- The Washington Times - Tuesday, April 12, 2005

Local spring turkey hunting seasons are now under way or about to begin. In Virginia, the season started last Saturday. In Maryland, a youth hunt will start Saturday, with the regular spring gobbler season opening Monday.

The return of the wild turkey in the Middle Atlantic States is an incredible success story. With state game departments and chapters of the National Wild Turkey Federation often working hand in hand, the bird that Ben Franklin thought should be honored much as we do the bald eagle nowadays is multiplying and thriving throughout our region.

In my home county of Charles, in Southern Maryland, it wasn’t long ago when the only turkey you were likely to see was the frozen domestic variety in a grocery store. That has changed drastically. It is not unusual these days to spot a flock of the large, wild birds crossing a country road or roosting in hardwood trees. In fact, I had five turkey hens in my backyard a few weeks ago.

Because of such sightings, the hunting of these sharp-eyed, wary birds is growing more popular every year. They present a wonderful woodland challenge and can make for memorable dining.

Maryland’s DNR is encouraging adult hunters to take a youngster afield on Saturday’s Junior Turkey Hunt day. This hunt allows kids 16 or younger to hunt wild turkeys when accompanied by an unarmed adult (at least 21). Both hunter must have valid hunting licenses unless they’re exempt.

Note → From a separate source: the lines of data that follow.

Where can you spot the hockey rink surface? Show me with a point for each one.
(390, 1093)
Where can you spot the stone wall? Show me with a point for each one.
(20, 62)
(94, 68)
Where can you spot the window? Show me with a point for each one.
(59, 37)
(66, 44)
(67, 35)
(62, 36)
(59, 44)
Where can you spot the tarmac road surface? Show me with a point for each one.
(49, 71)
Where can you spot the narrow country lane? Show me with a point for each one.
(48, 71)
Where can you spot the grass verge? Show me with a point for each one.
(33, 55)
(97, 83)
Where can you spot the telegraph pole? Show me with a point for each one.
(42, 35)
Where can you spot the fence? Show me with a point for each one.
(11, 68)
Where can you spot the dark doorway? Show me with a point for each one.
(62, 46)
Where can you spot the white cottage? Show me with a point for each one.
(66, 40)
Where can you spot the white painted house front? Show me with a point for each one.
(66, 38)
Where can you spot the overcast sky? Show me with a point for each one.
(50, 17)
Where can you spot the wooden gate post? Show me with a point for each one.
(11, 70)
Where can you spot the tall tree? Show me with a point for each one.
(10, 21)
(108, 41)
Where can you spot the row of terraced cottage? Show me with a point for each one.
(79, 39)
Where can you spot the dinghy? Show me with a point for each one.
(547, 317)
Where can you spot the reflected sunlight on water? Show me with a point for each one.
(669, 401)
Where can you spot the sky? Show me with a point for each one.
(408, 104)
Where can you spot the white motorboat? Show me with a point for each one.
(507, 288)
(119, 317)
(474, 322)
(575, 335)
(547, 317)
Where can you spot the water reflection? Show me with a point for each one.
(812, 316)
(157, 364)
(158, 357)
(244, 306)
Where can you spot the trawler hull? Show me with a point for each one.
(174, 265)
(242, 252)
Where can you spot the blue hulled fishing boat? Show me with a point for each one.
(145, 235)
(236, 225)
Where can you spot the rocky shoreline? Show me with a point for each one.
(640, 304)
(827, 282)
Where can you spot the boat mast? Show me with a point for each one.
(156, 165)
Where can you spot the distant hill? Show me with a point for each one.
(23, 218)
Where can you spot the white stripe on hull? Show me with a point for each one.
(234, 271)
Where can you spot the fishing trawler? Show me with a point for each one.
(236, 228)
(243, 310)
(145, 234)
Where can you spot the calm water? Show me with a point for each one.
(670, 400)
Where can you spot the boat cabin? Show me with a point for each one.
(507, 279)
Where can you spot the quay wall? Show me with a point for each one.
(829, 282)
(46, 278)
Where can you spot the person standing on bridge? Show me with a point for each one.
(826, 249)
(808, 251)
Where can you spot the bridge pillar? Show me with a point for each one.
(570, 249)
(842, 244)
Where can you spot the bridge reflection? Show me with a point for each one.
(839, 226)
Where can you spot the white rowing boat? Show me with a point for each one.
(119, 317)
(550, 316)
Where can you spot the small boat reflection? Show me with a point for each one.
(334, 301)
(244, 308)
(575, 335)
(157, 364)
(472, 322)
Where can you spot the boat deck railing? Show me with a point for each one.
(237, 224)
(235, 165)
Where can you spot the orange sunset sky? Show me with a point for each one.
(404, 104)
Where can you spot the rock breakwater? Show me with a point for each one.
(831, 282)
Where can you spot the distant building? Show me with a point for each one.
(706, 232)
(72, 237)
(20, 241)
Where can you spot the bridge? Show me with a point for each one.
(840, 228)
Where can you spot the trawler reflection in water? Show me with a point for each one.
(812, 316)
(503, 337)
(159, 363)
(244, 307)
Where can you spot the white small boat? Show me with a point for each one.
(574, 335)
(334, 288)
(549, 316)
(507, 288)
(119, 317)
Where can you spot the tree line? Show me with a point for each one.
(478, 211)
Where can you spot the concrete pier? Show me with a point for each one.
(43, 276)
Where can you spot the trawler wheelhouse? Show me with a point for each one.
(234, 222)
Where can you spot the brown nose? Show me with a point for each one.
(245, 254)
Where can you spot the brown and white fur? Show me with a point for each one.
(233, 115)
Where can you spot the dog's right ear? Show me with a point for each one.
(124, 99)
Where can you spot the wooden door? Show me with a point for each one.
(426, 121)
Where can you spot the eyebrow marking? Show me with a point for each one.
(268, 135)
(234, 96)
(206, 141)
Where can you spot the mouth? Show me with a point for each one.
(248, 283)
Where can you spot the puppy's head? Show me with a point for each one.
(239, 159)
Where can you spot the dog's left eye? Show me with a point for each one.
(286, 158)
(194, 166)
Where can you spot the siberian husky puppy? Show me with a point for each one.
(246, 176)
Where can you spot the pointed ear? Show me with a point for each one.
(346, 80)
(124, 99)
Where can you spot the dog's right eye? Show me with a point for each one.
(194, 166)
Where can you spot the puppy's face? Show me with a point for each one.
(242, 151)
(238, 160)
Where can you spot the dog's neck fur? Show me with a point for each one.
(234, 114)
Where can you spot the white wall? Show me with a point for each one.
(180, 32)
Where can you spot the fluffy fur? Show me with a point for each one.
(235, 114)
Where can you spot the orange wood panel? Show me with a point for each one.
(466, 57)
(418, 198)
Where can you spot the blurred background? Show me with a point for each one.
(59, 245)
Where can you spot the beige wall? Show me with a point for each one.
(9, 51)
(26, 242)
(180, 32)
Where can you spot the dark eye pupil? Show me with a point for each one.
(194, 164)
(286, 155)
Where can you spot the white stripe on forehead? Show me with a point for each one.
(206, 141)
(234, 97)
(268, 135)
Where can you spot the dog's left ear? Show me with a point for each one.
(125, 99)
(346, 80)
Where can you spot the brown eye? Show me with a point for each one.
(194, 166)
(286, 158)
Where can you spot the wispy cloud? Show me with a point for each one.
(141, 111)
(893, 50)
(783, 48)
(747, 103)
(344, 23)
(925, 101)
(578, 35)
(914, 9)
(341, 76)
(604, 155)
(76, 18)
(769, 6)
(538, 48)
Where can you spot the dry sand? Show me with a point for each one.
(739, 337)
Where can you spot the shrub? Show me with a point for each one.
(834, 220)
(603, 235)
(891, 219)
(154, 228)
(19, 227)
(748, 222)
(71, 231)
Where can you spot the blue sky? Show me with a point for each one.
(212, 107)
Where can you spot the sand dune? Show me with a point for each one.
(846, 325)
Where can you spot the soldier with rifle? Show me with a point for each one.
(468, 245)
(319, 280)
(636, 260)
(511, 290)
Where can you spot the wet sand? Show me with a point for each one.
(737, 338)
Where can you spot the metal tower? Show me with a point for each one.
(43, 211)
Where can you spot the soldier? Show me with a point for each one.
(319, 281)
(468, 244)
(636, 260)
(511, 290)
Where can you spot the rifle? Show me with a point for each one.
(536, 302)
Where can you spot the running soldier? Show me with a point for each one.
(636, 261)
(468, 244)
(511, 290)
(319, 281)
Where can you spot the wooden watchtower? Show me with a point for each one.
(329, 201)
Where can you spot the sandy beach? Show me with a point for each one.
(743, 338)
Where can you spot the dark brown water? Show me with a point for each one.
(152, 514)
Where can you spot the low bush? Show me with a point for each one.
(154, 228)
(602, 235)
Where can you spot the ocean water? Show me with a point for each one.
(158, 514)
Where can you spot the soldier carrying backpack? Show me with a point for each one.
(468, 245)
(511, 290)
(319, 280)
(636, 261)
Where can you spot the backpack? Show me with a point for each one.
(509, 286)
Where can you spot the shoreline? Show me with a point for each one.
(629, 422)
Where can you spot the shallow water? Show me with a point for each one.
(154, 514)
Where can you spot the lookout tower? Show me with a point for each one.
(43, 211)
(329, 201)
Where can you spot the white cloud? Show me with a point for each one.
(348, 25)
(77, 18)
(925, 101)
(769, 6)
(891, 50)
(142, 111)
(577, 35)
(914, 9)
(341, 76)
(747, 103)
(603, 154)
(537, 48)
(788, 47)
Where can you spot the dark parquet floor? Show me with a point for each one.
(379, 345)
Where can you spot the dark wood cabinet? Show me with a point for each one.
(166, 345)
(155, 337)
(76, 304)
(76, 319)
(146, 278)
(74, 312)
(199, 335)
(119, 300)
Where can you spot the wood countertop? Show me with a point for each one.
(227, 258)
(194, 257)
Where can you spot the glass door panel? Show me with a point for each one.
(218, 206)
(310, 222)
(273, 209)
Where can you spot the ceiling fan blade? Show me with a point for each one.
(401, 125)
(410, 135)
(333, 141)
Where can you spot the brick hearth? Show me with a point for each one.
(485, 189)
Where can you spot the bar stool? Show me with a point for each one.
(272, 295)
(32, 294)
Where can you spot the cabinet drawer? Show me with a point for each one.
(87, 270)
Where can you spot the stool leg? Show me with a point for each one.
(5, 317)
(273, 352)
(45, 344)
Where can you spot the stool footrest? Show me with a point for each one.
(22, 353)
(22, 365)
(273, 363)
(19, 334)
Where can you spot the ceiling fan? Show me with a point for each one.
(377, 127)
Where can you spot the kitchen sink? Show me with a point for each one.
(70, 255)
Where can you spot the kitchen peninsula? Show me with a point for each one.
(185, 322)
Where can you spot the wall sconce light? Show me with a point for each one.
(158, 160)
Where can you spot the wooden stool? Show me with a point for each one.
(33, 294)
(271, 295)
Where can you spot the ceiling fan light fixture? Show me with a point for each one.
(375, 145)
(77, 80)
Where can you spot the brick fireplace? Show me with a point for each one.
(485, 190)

Bob Long, turkey project leader for the DNR, said wild turkey populations are near record levels throughout most of Maryland, so this season should be exciting and productive. After two consecutive years of poor reproduction, the DNR’s annual brood survey suggests last summer was a banner year for turkey poult production throughout much of the state.

This means young gobblers, known as jakes, should be exceptionally abundant this spring. However, hunters who want to bag a mature tom may have to work harder, said Long.

By the way, if you’re hunting on public lands in Maryland and Virginia, it is a wise safety move to wear a fluorescent orange cap while moving about and to tie a hunter-orange ribbon on a branch above an area where a hunter sits and tries to attract a male turkey with a box call or a diaphragm call.

Deer changes in Western Maryland — Maryland forest game managers are proposing a change in the deer hunting seasons and bag limits for Garrett and Allegany counties, and the DNR will accept comments on these changes through Tuesday.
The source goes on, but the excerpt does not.